Another NZ! :inlove:


----------



## Haley (Mar 18, 2007)

Ice Cream, you are one handsome buck! Hubba Hubba


----------



## Ice Cream (Mar 18, 2007)

Another picture of me:


----------



## Ice Cream (Mar 18, 2007)

I'm so bored.


----------



## Ice Cream (Mar 18, 2007)

I'm so bored I let my owner's little brother dress me up like a girl.


----------



## Bangbang (Mar 19, 2007)

hahahahahahaha oh poor darling, what did he do to you.... I must say however your looking very attractive in that frock


----------



## Ice Cream (Mar 25, 2007)

I want a balloon. Can I have this one?


----------



## Ice Cream (Mar 25, 2007)

First one way,


----------



## Ice Cream (Mar 25, 2007)

then the other.


----------



## ace (Mar 30, 2007)

It looks like your pooping on the Couch ! NAUGHTY NAUGHT Ice Cream.


----------



## ace (Mar 30, 2007)

POOR Ice Cream, but you look sooooo adorible!!!


----------



## Kala_Bunga (Apr 5, 2007)

Oh Icecream-you are so handsome.I just love your pics!
:inlove: Tiarra


----------



## Haley (Apr 5, 2007)

I love this one::laugh:







You are such a trooper, Ice Cream


----------



## Michaela (Apr 6, 2007)

Ice-cream is such a handsome fellow!:bunnyheart No wonder thedoes are going crazy over him


----------



## Ice Cream (Apr 17, 2007)

Here is yet another picture of me.


----------



## jordiwes (Apr 17, 2007)

:inlove:

Ice cream, you are one handsome fella.


----------



## Ice Cream (Apr 17, 2007)

I LOVE playing chess.

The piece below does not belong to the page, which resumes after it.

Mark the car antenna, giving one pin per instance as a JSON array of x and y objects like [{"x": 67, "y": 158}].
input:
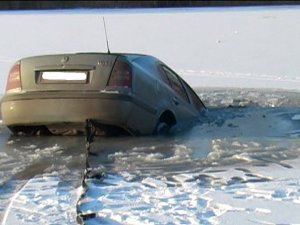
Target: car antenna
[{"x": 106, "y": 36}]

It is one of my favorite games.


----------



## Ice Cream (Apr 17, 2007)

I'd better work on my homework now.


----------



## Ice Cream (Apr 17, 2007)

I'm all done. Let's play another game.


----------



## IM4Swine (Apr 17, 2007)

But I'm not done with my homework yet.


----------



## Ice Cream (Apr 17, 2007)

You can finish it later. Let's play slapjacks.


----------



## Ice Cream (Apr 17, 2007)

I won again.


----------



## Ice Cream (Apr 17, 2007)

You can work on your homework now while I read this castle book.


----------



## Ice Cream (Apr 17, 2007)

I love castles! Can we go visit a castle sometime?


----------



## IM4Swine (Apr 17, 2007)

I would love to visit a castle, too, but we probably won't be able to anytime soon.


----------



## Ice Cream (Apr 18, 2007)

Aw. Too bad. I really wanted to gosee a castle.


----------



## Ice Cream (Apr 20, 2007)

Do you want me to help you clean the kitchen?


----------



## Ice Cream (Apr 20, 2007)

I think I'll go play computer now.


----------



## Ice Cream (Apr 20, 2007)

I need to post some more pictures on my blog and see if I have any PMs.


----------



## Ice Cream (Apr 20, 2007)

It's getting late. I'll get off the computer now and read a book.


----------



## Ice Cream (Apr 20, 2007)

Now I am going to get comfortable, watch TV, and eat a nice, big bowl of _ice cream._


----------